Punktualnie o 10.00 hokeiści JKH GKS wyruszyli w podróż do Krynicy-Zdroju. W autobusie zameldowało się 22 zawodników. Jak donosi sztab trenerski do gry nie są zdolni tylko Yauheni Kameneu i Ricards Bernhards. Za to w półfinałowym starciu ma wystąpić Marcin Kolusz.
Jeden z najbardziej doświadczonych i uniwersalnych zawodników JKH GKS ostatni raz na lodzie grał 2 listopada. W meczu przeciwko Cracovii złamał palec u ręki i musiał przejść operację.

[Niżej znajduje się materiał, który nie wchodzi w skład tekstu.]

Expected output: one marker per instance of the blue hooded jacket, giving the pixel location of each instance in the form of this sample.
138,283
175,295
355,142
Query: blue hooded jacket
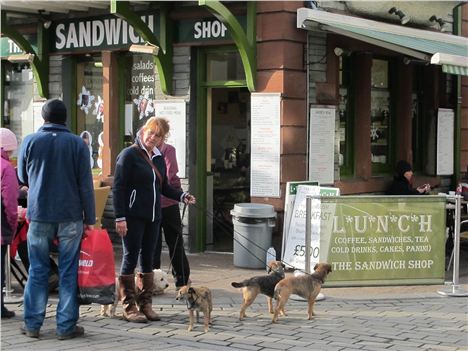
54,163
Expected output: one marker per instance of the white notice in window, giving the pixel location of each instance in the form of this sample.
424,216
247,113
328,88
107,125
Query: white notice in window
322,144
265,145
445,125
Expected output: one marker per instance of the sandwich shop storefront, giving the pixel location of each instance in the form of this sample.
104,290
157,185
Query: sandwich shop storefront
112,83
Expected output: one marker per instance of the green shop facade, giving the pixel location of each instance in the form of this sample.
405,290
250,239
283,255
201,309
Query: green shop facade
200,65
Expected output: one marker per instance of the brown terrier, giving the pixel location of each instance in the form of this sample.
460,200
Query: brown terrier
307,286
197,299
264,284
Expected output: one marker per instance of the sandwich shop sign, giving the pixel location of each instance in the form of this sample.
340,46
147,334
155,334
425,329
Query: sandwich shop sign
98,33
110,32
384,240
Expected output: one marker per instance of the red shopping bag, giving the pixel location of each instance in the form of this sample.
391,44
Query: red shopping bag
96,271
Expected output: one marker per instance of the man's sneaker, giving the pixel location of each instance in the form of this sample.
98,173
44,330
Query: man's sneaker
75,333
7,314
29,333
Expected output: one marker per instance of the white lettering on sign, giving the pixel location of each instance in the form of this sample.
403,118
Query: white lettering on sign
209,29
72,39
60,34
12,47
85,34
110,31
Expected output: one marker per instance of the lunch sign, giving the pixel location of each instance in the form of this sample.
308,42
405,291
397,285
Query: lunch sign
384,240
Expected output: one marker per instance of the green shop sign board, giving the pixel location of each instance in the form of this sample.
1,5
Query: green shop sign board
384,240
110,32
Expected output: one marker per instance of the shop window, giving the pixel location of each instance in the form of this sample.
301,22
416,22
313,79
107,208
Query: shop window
140,93
224,66
381,122
90,112
18,100
345,128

Popularny „Kolos” był jedną z gwiazd II rundy zmagań TAURON Hokej Ligi. Bez wątpienia przyczynił się do serii zwycięstw, za sprawą której JKH GKS Jastrzębie zagra w Pucharze Polski. Na szczęście rehabilitacja przebiegła pomyślnie i zawodnik będzie mógł pomóc drużynie w walce o finał.

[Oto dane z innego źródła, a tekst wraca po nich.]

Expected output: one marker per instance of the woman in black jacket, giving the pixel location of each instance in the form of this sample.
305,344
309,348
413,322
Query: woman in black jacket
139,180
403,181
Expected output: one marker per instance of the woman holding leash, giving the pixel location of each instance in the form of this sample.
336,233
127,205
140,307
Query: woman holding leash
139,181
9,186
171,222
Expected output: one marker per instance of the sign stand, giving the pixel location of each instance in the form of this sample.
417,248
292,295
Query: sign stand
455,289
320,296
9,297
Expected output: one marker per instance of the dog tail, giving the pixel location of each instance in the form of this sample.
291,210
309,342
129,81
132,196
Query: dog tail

Kto lepiej niż Marcin Kolusz zna słabe punkty katowiczan. Liczymy, że po kontuzji nie ma już śladu i hokeista tej klasy zaprezentuje swoje ponad przeciętne umiejętności. Dodatkowo możemy liczyć na jego bogate doświadczenie zobowiązujące do bycia jednym z liderów drużyny.